Even in today’s era of apositional weirdos, basketball stardom is informed by certain biases. You need to score a lot, ideally by hoisting tough shots over a defender’s outstretched arms. Your passes need to be infused with smartness and surety. But most of all, you have to dribble. On the most basic level, dribbling creates a certain degree of self-sufficiency, an ability to go out and make shit happen. This is why the balls themselves are made perfectly round to bounce predictably and why basketball is a cooler sport than netball. Dribbling is the most elemental part of being a great player; it’s the foundation of almost all on-court self-expression and actualization. Just as opposable thumbs separate man from beast, dribbling is what separates Steph Curry from Seth Curry. 

Conversely, Oscar Tshiebwe, the University of Kentucky’s center and the presumptive National Player of the Year, would prefer not to do that stuff. This is not to say that his game is devoid of skill or nuance, but rather that he plays basketball with a judoka’s sensibility. He has never taken a three-pointer across his three years of college and is hitting just 34 percent of his jumpers from any distance; he has a grand total of 30 assists this year, against 54 turnovers. Whereas his contemporaries in the National Player of the Year race are swashbuckling scorers with deep bags of floaters or post moves, Tshiebwe dominates through physicality and instincts. 

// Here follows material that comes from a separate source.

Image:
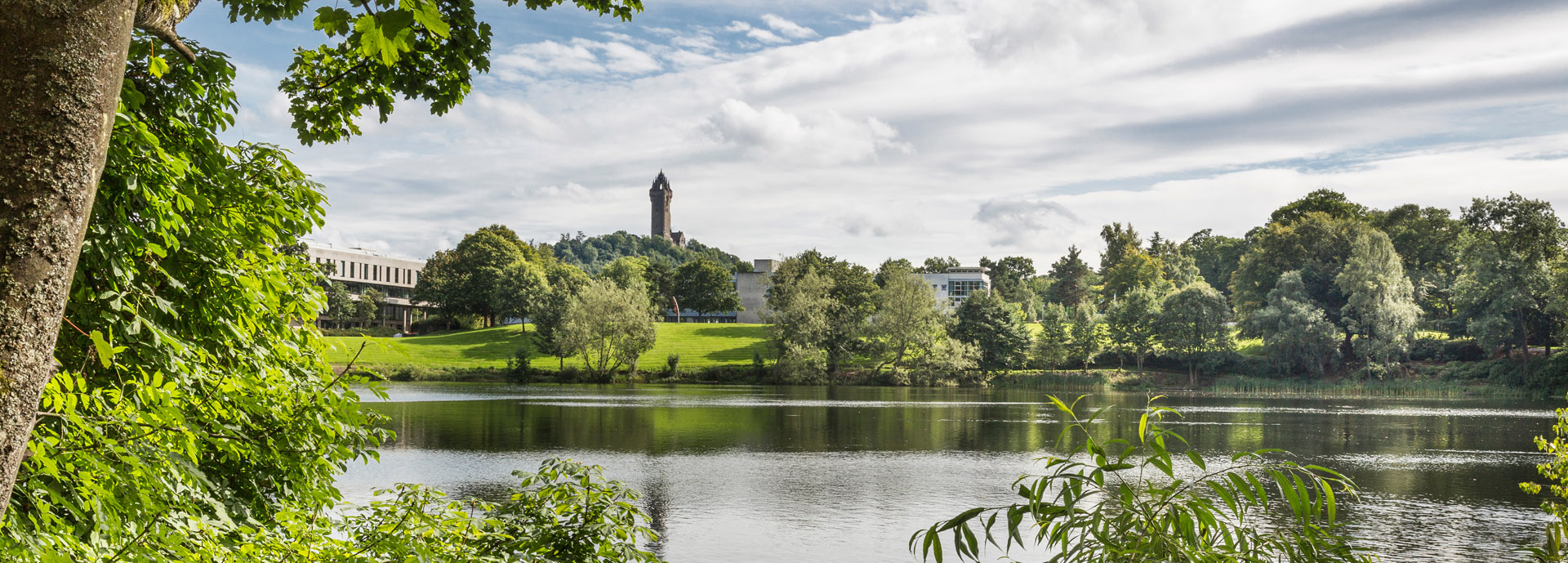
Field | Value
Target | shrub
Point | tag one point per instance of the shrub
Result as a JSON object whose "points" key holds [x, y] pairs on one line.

When Tshiebwe is on the court, he’s going to get the ball, preferably by force. He’s arguably the best rebounder in the history of college basketball; his 15.3 rebounds per game are the most that any player has racked up since at least 1992. On a game by game basis, his rebounding totals boggle the mind—of the 26 games in which a player has had 20 or more rebounds this year, Tshiebwe is responsible for five of them; he’s led Kentucky in rebounding in 27 of their 28 contests; in just 27 games, he set a school record for rebounds in a single season. Although rebounding isn’t quite held in the same regard it once was, Tshiebwe represents a convincing counterargument for its enduring value. Despite unremarkable shooting percentages and shot profile, Kentucky has the nation’s fourth best offense in large part because Tshiebwe ensures that they have so many more opportunities for offense; their 38.4 percent offensive rebound rate is second-best in the nation while his own personal 20 percent offensive rebound rate is better than that of 10 entire teams. 

As such, Tshiebwe’s best trait is that his offensive production is almost entirely additive; while most players demand some degree of schematic accommodation, Tshiebwe produces 16.4 points per game of pure gravy. He converts lobs and dump-offs when given the chance, but nearly half of his points are unassisted putbacks that are the result of his offensive rebounding—thanks to his soft touch and insatiable rebounding bloodlust, he’s basketball’s preeminent composter, turning waste (i.e. missed shots) into something productive and good (i.e. points). In this sense, Tshiebwe is a new kind of star, precisely because he’s so unlike the normal conception of one.